Поначалу это Францу как будто и удается, но вскоре он, хотя живется ему сносно, против воли вступает в упорную борьбу с какой-то неведомой силой. Эта сила приходит из мира, в котором живет Франц, но она непостижима и коварна. Похоже, что это его судьба.
Три удара обрушивает она на нашего героя и ломает его жизненные планы. От первого удара, обмана и предательства, Францу удается оправиться. Он еще крепко стоит на ногах. После второго удара, подлости людской, он поднимается уже с трудом, как боксер по счету девять. Но третий сокрушительный удар, чудовищная безмерная жестокость, отправляет его в нокаут.
И вот наш герой, который стойко держался до последней минуты, сломлен. Он отказывается от борьбы и не видит выхода. Судя по всему — его песенка спета.

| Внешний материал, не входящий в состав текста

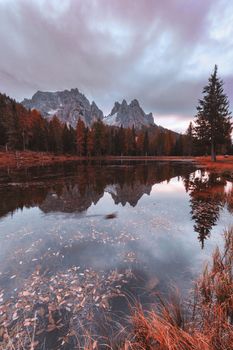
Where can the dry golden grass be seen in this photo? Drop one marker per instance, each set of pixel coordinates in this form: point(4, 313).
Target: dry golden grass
point(203, 323)
point(208, 321)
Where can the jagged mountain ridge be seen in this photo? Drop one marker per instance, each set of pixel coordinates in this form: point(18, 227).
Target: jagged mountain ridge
point(67, 105)
point(70, 105)
point(129, 115)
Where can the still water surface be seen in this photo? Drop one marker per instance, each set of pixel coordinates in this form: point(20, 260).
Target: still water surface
point(130, 228)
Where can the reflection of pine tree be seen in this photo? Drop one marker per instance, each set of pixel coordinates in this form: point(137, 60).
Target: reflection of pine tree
point(207, 199)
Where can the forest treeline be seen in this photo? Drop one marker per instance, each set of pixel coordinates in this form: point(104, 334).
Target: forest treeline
point(22, 129)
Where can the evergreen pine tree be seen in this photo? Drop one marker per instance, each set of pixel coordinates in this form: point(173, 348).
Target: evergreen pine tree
point(213, 125)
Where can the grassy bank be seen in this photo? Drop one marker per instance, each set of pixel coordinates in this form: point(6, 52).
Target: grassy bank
point(204, 322)
point(29, 158)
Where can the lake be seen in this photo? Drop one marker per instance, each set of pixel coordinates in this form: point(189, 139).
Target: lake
point(79, 241)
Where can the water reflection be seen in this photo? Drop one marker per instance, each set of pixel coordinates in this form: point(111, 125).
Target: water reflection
point(74, 188)
point(207, 199)
point(60, 252)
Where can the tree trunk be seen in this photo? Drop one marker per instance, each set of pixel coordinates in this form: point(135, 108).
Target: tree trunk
point(213, 152)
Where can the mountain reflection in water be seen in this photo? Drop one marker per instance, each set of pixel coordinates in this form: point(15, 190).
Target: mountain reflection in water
point(61, 244)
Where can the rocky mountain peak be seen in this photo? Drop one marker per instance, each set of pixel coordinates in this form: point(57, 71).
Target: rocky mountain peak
point(68, 105)
point(128, 115)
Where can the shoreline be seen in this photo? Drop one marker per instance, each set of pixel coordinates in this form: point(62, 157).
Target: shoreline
point(22, 159)
point(25, 159)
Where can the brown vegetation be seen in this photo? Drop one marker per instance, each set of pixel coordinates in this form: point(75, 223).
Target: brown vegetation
point(207, 324)
point(204, 323)
point(223, 163)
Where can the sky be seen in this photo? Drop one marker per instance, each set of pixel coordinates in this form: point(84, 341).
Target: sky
point(160, 52)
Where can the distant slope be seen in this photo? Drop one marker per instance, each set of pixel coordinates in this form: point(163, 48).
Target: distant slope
point(129, 115)
point(67, 105)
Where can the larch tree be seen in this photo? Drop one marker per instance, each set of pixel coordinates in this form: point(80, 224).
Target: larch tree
point(213, 119)
point(80, 137)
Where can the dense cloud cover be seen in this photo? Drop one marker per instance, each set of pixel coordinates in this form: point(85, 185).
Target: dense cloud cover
point(158, 51)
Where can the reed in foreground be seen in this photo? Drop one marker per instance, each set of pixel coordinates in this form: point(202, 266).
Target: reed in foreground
point(205, 323)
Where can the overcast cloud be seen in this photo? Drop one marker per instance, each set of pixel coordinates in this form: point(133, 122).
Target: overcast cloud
point(158, 51)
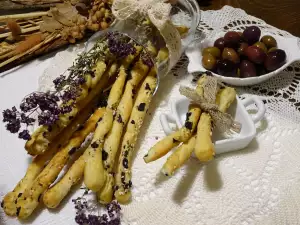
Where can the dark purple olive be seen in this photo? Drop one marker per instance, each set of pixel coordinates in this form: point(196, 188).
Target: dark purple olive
point(247, 69)
point(275, 60)
point(269, 41)
point(255, 54)
point(242, 48)
point(230, 54)
point(219, 43)
point(226, 68)
point(232, 39)
point(252, 34)
point(260, 70)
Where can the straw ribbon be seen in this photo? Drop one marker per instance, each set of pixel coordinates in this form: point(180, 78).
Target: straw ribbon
point(223, 121)
point(158, 11)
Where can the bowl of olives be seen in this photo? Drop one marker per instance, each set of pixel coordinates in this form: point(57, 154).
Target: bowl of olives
point(243, 58)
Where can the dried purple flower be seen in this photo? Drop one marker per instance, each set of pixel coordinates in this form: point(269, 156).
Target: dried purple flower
point(24, 135)
point(118, 45)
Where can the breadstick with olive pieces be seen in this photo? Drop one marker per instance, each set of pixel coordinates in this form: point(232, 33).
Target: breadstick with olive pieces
point(112, 142)
point(57, 192)
point(179, 157)
point(94, 172)
point(31, 197)
point(162, 147)
point(124, 109)
point(38, 144)
point(165, 145)
point(204, 148)
point(38, 163)
point(141, 105)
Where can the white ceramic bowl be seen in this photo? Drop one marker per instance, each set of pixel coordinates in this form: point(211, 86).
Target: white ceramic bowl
point(238, 112)
point(289, 45)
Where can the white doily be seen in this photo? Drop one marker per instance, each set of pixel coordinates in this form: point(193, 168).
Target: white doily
point(257, 185)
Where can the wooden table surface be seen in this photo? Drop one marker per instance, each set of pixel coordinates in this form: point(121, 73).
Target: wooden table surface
point(283, 14)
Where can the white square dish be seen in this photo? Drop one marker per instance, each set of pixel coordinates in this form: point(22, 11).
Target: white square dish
point(237, 110)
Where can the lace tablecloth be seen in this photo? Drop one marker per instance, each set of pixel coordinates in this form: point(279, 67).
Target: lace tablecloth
point(257, 185)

Но в тот момент, когда он готов покончить все счеты с жизнью, у него вдруг словно пелена с глаз упала, о том, как это случилось, я пока умолчу.
Ему нагляднейшим образом растолковали, кто повинен во всех его бедах: он сам, кто же еще? он сам и его план новой жизни. Казалось, в этом плане не было ничего особенного. Все в нем выглядело просто и, пожалуй, естественно. Но теперь вдруг стало ясно, что план этот был порожден самонадеянностью и невежеством и, при всей своей дерзости, проникнут малодушием и вообще никуда не годен.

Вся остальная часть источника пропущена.